Existential Counselling & Psychotherapy
Existential Psychotherapy is informed by existential philosophy based on the assumption of a world where meaning is constructed throughout life experiences and random occurrences, as opposed to a pre-existing and fixed set of beliefs to explain and make sense of existence. Choice, responsibility, anxiety, uncertainty and death are understood as givens of human existence, and their experience unavoidable. Existential counselling aims to help individuals to accept the inevitability of life difficulties and challenges, assisting and supporting them to face the problems of living with courage and responsibility for the choices they make.
Psychoanalytic Psychotherapy looks at the influences of the unconscious on our thoughts, feelings and behaviours. Early childhood experiences may be explored to increase self-understanding and deepening insight into emotional conflicts underlying the presenting difficulties. Recognising and exploring unconscious thoughts and feelings, which may relate to primary emotional conflicts, and interpreting defensive processes obstructing emotional awareness, are some of the challenges of Psychoanalytic Psychotherapy.
Bereavement Counselling is an opportunity to talk with someone about the feelings of sadness, anger, guilt and resentment that might come up due to the loss of a loved one or a significant change in life.

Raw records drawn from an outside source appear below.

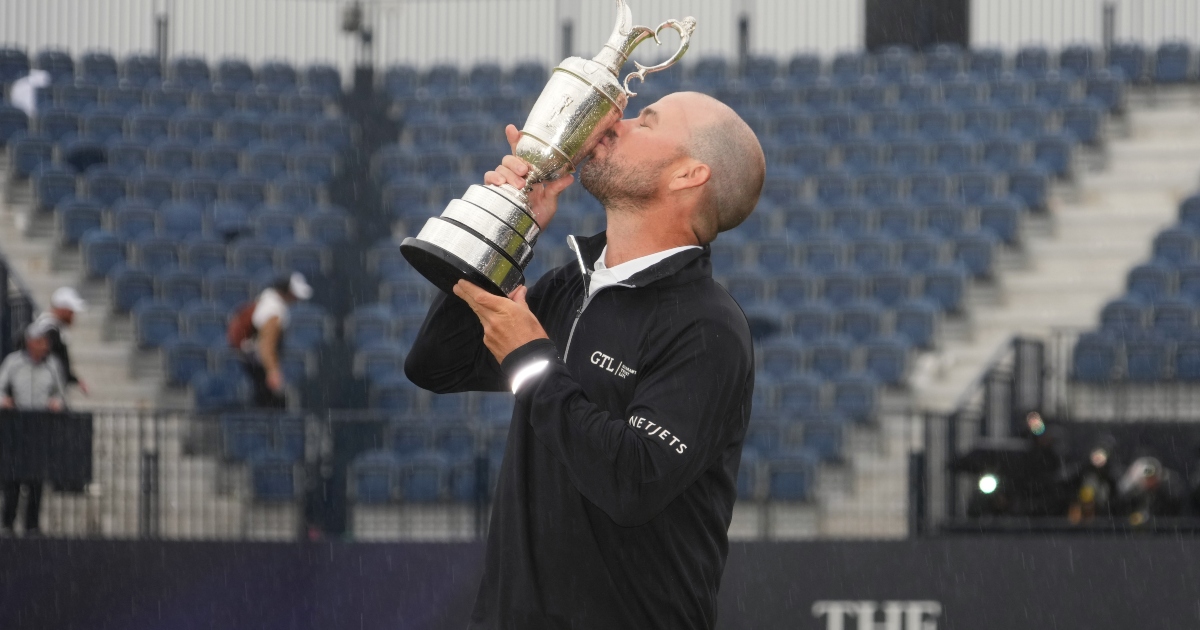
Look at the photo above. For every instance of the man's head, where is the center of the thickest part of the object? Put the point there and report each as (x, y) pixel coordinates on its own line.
(293, 287)
(65, 303)
(36, 343)
(688, 149)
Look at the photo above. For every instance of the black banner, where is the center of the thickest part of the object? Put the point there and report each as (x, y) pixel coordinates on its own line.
(1003, 583)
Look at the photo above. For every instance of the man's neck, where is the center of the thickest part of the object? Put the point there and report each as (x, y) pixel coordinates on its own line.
(634, 234)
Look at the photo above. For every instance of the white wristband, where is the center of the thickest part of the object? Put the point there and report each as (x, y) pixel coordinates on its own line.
(528, 372)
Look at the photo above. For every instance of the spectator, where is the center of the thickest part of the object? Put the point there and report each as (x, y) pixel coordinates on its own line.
(30, 378)
(65, 304)
(257, 330)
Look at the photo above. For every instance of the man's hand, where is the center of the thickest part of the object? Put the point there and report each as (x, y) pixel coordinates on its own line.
(508, 323)
(275, 381)
(544, 197)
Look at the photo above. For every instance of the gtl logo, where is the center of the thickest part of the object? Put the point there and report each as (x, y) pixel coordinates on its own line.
(879, 616)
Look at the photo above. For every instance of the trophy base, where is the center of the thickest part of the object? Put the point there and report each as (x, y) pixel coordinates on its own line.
(442, 268)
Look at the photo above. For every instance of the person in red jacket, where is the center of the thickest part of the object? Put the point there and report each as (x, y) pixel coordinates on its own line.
(633, 372)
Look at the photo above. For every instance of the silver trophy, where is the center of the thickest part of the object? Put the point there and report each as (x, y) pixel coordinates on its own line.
(487, 235)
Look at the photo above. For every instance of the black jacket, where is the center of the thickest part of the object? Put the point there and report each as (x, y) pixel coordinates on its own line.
(617, 487)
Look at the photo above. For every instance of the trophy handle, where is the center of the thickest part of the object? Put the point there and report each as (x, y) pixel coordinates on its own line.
(684, 27)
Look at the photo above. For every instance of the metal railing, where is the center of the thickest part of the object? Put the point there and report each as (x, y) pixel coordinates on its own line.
(507, 31)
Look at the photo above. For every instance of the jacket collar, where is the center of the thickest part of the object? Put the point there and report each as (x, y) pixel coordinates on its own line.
(683, 267)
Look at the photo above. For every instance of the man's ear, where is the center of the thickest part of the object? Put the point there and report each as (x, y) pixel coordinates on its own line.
(690, 175)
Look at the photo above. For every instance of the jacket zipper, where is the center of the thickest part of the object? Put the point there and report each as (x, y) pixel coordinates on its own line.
(587, 293)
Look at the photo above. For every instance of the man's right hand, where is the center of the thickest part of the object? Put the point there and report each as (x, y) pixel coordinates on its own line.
(513, 171)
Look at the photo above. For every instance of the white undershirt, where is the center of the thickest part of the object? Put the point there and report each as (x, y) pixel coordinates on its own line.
(604, 276)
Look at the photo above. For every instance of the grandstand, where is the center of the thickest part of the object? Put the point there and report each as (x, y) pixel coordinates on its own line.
(923, 207)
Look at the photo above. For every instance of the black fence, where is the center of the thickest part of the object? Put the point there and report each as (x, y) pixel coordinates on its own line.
(1030, 449)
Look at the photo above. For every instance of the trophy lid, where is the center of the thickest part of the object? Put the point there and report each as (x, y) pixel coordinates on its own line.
(623, 40)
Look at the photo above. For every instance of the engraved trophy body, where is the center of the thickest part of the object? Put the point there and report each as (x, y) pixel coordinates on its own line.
(487, 235)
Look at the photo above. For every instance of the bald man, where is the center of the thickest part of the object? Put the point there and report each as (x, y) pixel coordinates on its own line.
(633, 372)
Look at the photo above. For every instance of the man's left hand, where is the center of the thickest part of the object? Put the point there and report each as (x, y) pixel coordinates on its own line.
(508, 323)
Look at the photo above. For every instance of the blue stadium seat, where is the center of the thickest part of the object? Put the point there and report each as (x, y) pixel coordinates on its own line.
(183, 359)
(909, 154)
(228, 289)
(795, 288)
(1174, 318)
(1055, 90)
(1147, 358)
(99, 69)
(780, 358)
(946, 286)
(978, 185)
(831, 357)
(963, 91)
(917, 91)
(12, 123)
(984, 120)
(929, 186)
(1175, 246)
(916, 321)
(1129, 59)
(155, 324)
(976, 252)
(58, 125)
(154, 187)
(130, 287)
(1173, 63)
(1031, 185)
(121, 99)
(53, 186)
(1093, 359)
(823, 253)
(1056, 154)
(178, 288)
(379, 360)
(843, 286)
(273, 477)
(1187, 359)
(887, 360)
(101, 125)
(424, 478)
(252, 256)
(790, 475)
(13, 65)
(1122, 316)
(219, 393)
(880, 186)
(1001, 217)
(1084, 123)
(77, 217)
(205, 324)
(855, 396)
(889, 287)
(1150, 282)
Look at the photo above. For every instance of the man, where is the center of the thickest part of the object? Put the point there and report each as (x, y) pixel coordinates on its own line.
(262, 342)
(29, 379)
(633, 372)
(65, 304)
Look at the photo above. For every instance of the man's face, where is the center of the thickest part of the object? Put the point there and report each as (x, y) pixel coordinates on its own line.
(630, 161)
(37, 348)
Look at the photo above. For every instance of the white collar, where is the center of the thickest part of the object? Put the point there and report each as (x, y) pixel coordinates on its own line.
(605, 276)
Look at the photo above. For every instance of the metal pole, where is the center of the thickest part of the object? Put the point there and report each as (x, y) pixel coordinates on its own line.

By reassessing the past and exploring the uncertainty of new possibilities for the future in a trusted and holding environment people can find their own way to come to terms with their loss.
Panic Attacks Treatment
Counselling is usually the most effective choice of treatment for panic disorders. Cognitive behavioural therapy (CBT) has been proved to bring significant results by helping to ease the severity of symptoms and reduce the number of panic attacks. The treatment is usually tailored to individual circumstances working with clients to focus on the negative thinking patterns and behaviours that are triggering or sustaining the panic attacks. It prepares and equips people with coping skills to deal with future panic attacks.
Cognitive behavioural therapy (CBT) is grounded on the idea that thoughts and feelings are interrelated, and that emotions and behaviour are influenced by the perception of reality and the way in which a situation is interpreted. Information about oneself and about how the world operates is processed creates meaning. CBT can help individuals to identify their predominant operating patterns of negative thinking and help them to change to a more positive perception of themselves and the reality around them.
Mindfulness practice is the intentional awareness and acceptance of thoughts, feelings, sensations and the surrounding environment, occurring in the present moment, without any judgment of whether they are right or wrong. It focuses on what is being sensed at each moment, as opposed to the endless process of rumination about the past or the future. Mindfulness can be used to alleviate some mental and physical conditions such as anxiety, stress, obsessive-compulsive disorder, depression, drug addiction and chronic pain. It also helps individuals to see the patterns of the mind more clearly and to stay in the present moment. As thoughts come up, the focus should return to the breathing. In this way the mind wanders in acceptance in a non-judgmental way.